Die Großvateruhr in der Ecke tickt plötzlich zu laut. Sie erinnert mich daran, dass Hannah Weber um ihr Leben kämpft, während der Mörder frei herumläuft und den Sonnenschein genießen kann.
»Was habt ihr beiden denn am Samstagabend gemacht?«
»Ist das dein Ernst?«, fragt Steve. »Du glaubst doch wohl nicht, dass wir ihr was angetan haben.«
Paul klingt bitter, als er wieder spricht. »Viel Vertrauen scheinst du ja nicht gerade in uns zu haben.«
»Ich muss jeden Einzelnen überprüfen. Glaubt mir, das ist nichts Persönliches.«
»Herrgott noch mal, du kennst uns, seit wir auf der Welt sind!« Paul steigert sich in seine Wut hinein, bis Steve ihm eine Hand auf den Arm legt.
»Wir waren am Samstag zum Abendessen im Atlantic«, erklärt Steve. »Gegen dreiundzwanzig Uhr sind wir zurück nach Hause gelaufen. Ich bin dann direkt ins Bett, weil ich morgens das Vieh versorgen musste.«
»Habt ihr irgendwen am Strand getroffen?«
»Nein, niemanden.« Paul klingt missmutig. »Ich bin kurz nach Steve ins Bett.«
»Darf ich mich mal umschauen? Wir durchsuchen alle Grundstücke auf St. Mary’s.«
Die Brüder nicken, doch ihre Mienen sind ernst, unser Vertrauensverhältnis hat Kratzer bekommen. Ich fühle mich unbehaglich, während ich ihr Haus absuche. Das alles erinnert mich erneut daran, dass die Leben aller Inselbewohner wie durch unsichtbaren Kitt miteinander verbunden sind, ob es uns gefällt oder nicht. Ich höre die Brüder unten miteinander tuscheln, während ich ihre Zimmer in Augenschein nehme, Schränke durchstöbere und unter die Betten schaue.
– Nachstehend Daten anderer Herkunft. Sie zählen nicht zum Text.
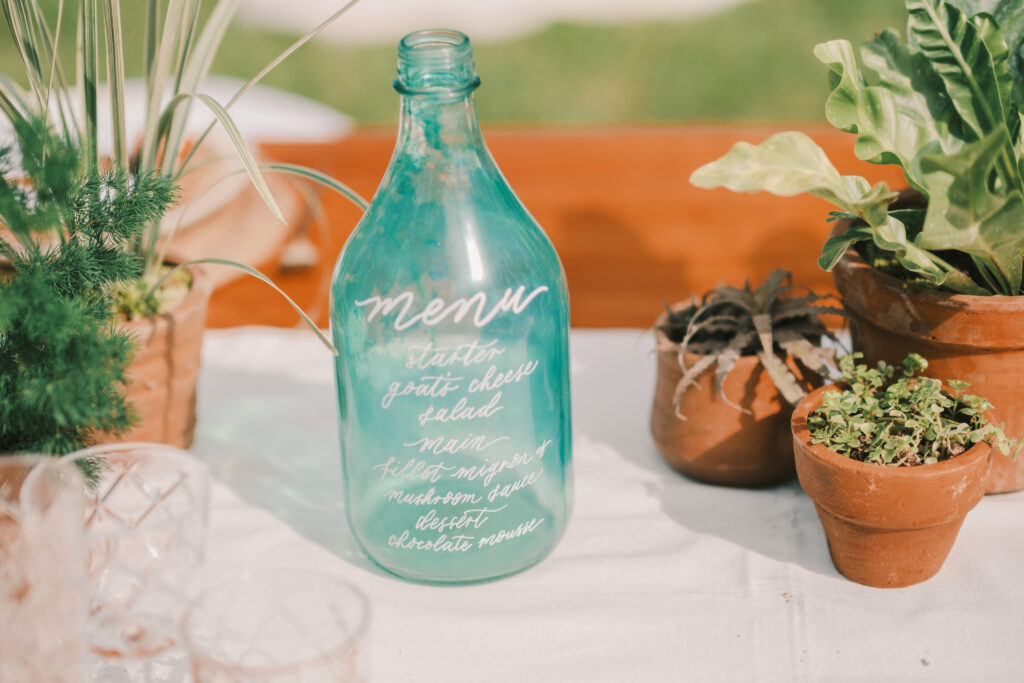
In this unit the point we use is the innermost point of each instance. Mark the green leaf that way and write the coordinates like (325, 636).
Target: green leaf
(1010, 14)
(267, 69)
(788, 164)
(116, 79)
(964, 212)
(259, 275)
(915, 117)
(161, 69)
(846, 81)
(88, 71)
(836, 246)
(321, 178)
(239, 142)
(13, 100)
(194, 74)
(962, 59)
(991, 35)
Die altmodische Tapete blättert von den Wänden ab, aber Hinweise auf Gewaltanwendung kann ich keine entdecken. Die beiden Schlafzimmer liegen direkt nebeneinander und haben denselben blassblauen Anstrich, an den ich mich noch aus unserer Schulzeit erinnere. In den Regalen stehen Andenken an unsere Ausflüge ins Fußballstadion, wo wir uns die Spiele von Plymouth Argyle angesehen haben. Letztlich verstehe ich, warum Steve nicht viel über seine neue Beziehung spricht. Die Leben der Brüder sind so eng miteinander verzahnt, dass es grausam wäre, wenn er sein Glück gegenüber dem ohnehin verletzlicheren Jüngeren herauskehren würde. Sollte er irgendwann aufs Festland ziehen, muss die Farm womöglich verkauft werden.
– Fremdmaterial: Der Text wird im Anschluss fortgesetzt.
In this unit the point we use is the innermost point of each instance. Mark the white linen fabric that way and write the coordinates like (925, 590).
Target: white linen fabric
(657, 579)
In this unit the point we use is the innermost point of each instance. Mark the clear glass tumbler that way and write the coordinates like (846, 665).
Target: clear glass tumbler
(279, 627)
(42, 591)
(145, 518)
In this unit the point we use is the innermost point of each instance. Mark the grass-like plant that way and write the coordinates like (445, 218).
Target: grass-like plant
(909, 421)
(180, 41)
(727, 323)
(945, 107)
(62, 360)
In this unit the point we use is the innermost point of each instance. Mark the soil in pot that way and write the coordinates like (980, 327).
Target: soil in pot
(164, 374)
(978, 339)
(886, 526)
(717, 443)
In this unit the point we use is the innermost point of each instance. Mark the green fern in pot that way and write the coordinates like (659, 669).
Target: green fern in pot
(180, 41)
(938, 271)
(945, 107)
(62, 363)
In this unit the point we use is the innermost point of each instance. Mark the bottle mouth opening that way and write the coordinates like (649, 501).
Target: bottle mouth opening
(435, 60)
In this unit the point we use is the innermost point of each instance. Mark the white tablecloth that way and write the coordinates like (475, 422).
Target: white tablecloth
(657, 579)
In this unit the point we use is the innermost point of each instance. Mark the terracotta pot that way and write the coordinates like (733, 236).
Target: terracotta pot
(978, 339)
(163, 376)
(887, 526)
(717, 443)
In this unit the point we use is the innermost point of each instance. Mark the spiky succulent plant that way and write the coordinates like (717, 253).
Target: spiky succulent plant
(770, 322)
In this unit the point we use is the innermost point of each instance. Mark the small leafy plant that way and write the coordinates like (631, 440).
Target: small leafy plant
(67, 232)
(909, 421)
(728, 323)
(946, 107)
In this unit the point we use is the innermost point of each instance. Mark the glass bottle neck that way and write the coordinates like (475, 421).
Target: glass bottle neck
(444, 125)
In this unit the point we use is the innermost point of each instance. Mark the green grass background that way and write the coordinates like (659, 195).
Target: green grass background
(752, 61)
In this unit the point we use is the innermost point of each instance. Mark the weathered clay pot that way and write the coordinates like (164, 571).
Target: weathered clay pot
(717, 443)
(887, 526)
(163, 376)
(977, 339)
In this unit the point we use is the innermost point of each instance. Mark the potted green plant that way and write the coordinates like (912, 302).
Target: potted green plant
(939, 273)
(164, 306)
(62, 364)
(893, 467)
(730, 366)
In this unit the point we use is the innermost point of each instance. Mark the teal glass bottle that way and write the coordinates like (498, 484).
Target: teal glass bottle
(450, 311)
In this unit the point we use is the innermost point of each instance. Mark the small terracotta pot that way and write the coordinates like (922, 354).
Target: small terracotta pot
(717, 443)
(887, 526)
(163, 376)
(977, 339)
Ich lasse mir Zeit bei der Überprüfung der Scheunen und Außengebäude, finde jedoch lediglich wohlgenährtes Vieh, einen verrostenden Traktor und vor der Mauer gelagerte Pflugschare. Auch hier deutet absolut nichts auf irgendeine Gewaltanwendung hin, trotzdem hält mein Unbehagen an. Lily Jago hat behauptet, Paul wäre sauer über Sabines Ablehnung gewesen. Er hat sein ganzes bisheriges Leben auf St. Mary’s verbracht. Für den Fall, dass er jemandem etwas antun wollte, würde er hier jede Höhle kennen, die die Winterwinde in die Kliffs gegraben haben. Der Angriff auf Hannah Weber erfolgte in der Nähe der Farm – Paul könnte locker in einer halben Stunde zum Halangy Down und zurück gegangen sein, ohne dass seine Abwesenheit bemerkt wurde.